HOLIDAY SALE AT THE ONION STORE

Recap Vic Chesnutt, Elf Power, and Whatfor at High Noon Saloon

vic chesnutt Scott Gordon Chesnutt leads Elf Power through some Dark Developments.

More Recap

A well-written tune can take on any number of forms, and Friday's crowd at the High Noon got to hear three artists' songcraft in tones from stately to playful to harsh to mysterious. The show began with Madison band Whatfor, in which Sleeping In The Aviary drummer Michael Sienkowski takes the lead. Sienkowski looked a little stiff at first in his gray waistcoat and a button-up shirt that looked mustard-yellow under the stage lights, but he gradually loosened up as a frontman, picking up the guitar for set opener "I Can Barely Breathe Here," also the first song on his 2008 album Sooner Late Than Never. On record, the songs are tightly arranged with a rotating variety of keys, strings, and horns, among other things, but in this simpler band setting, Whatfor's pop pleasures came through more directly.

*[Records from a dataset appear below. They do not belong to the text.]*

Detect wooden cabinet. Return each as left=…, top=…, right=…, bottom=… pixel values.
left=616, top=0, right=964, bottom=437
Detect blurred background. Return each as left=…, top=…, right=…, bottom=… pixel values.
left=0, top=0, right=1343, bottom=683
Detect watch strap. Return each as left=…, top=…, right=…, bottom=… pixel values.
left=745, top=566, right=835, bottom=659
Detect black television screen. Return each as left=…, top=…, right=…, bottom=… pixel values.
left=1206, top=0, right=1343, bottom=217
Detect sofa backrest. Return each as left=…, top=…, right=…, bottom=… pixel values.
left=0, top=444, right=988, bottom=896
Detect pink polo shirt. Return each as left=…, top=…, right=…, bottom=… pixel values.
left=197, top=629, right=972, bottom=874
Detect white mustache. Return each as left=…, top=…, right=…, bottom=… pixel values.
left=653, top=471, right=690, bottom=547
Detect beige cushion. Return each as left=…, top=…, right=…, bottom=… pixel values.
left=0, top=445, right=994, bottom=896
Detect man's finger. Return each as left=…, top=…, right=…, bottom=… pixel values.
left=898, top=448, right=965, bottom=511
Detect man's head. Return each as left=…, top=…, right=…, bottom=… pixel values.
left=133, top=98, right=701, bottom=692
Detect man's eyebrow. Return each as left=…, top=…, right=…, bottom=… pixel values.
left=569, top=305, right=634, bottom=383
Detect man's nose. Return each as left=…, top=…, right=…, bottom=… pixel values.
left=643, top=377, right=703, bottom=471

Sienkowski always carries a tune well, and the vocals got higher and more expressive on sweetly crafted downers like "I'm A Disgrace," and on a new song he said is sung by the bad guy in a musical he's trying to write. For the most part, the growing crowd paid attention. So did headliner Vic Chesnutt, who later told the audience that, "though a bit precocious," Whatfor had been the best opening band so far of his tour with his Athens, Ga. friends Elf Power.

"Step Through The Portal," the gentle, psychedelic opening track of Elf Power's 1997 album When The Red King Comes, led into "Old Familiar Scene" and turned into the first agreeable punch of a set that was all about showing what a tightly, joyously rocking five-piece the band can become. It'd be a shame not to rock with a drummer like Eric Harris, who steadily kicked the band along and tumbled through fills like a fun jazz drummer, especially on the snappy "one-TWO-three" of "Owl Cut (White Flowers In The Sky)," from last year's In A Cave. Harris brought a slow-smoldering tension to the last song of Elf Power's set, "Back To The Web," which sounds like equal parts English folk and far-Eastern melody as it creeps toward a climax.

Not that the band's melodic side got lost in the volume. Leader Andrew Rieger's 12-string electric guitar kept up the jangle, and his voice floated cleanly through the songs, even when guitarist-keyboardist Jimmy Hughes dipped his Telecaster back toward his amp for well-timed swoops of feedback. It's also always great to watch a bass player who's more than just a placeholder, and Derek Almstead's lines often counted as hooks in their own right. His quick fingers popped his instrument up right alongside Rieger's vocal melody on "Paralyzed." Meanwhile, multi-instrumentalist Laura Carter switched among accordion, maracas, tambourine, clarinet, and a Moog, wearing a shy grin and a fuzzy green winter hat that looked like a frog.

After bringing some terrific muscle to its songs, Elf Power took a break and reconvened with Vic Chesnutt, who leaned back in his wheelchair and called the crowd to order: "Okay, motherfuckers!" The band struck a few triumphant chords, then lilted into "Mystery," the first track of Chesnutt and Elf Power's collaborative album Dark Developments. (They played the whole thing in sequence.) The mood certainly got a little bitter and wistful as Chesnutt sang of a "total absence / complete lack of / mystery" and let out some eerie, wordless wails. Next, Elf Power used its power-pop chops for more sinister purposes on "Little Fucker." "I wrote this song about me. It's a sad song," Chesnutt explained before scratching out a lead on his distorted acoustic-electric guitar and lashing out at himself with such lines as, "Little fucker needs a wide berth / little fucker's more trouble than he's worth."

The set was full of contrasts between Chesnutt's wickedly observant lyrics and Elf Power's instrumentation, which only made the songs better. What could be more devilish than using a glockenspiel (Carter), kazoo (Chesnutt), and brushes (Harris) on a song called "We Are Mean"? There was nothing cute about it, just a cleverly misleading set-up for a blunt report on human nature: "I exclaim, we're all the same, we are mean."

It would've been nice to hear more songs from the other albums Chesnutt's put out over the years, even if Developments has plenty of diversity on its own. After wrapping up the album set, Chesnutt and band reached back to the earlier songs "Independence Day" and "Old Hotel." The Elves left Chesnutt by himself to get through one verse of "a short song" with a bleak hint of winter: "The lake it's frozen and the store is closed." Chesnutt closed it out with a final taunt for our recently disposed-of president: "So concerned with your legacy / maybe you should've thought about that when you were actively making policy." Even when it came to Bush-bashing, Chesnutt found wry humor in the sad little details: "Gonna build a library to try and shape your legacy."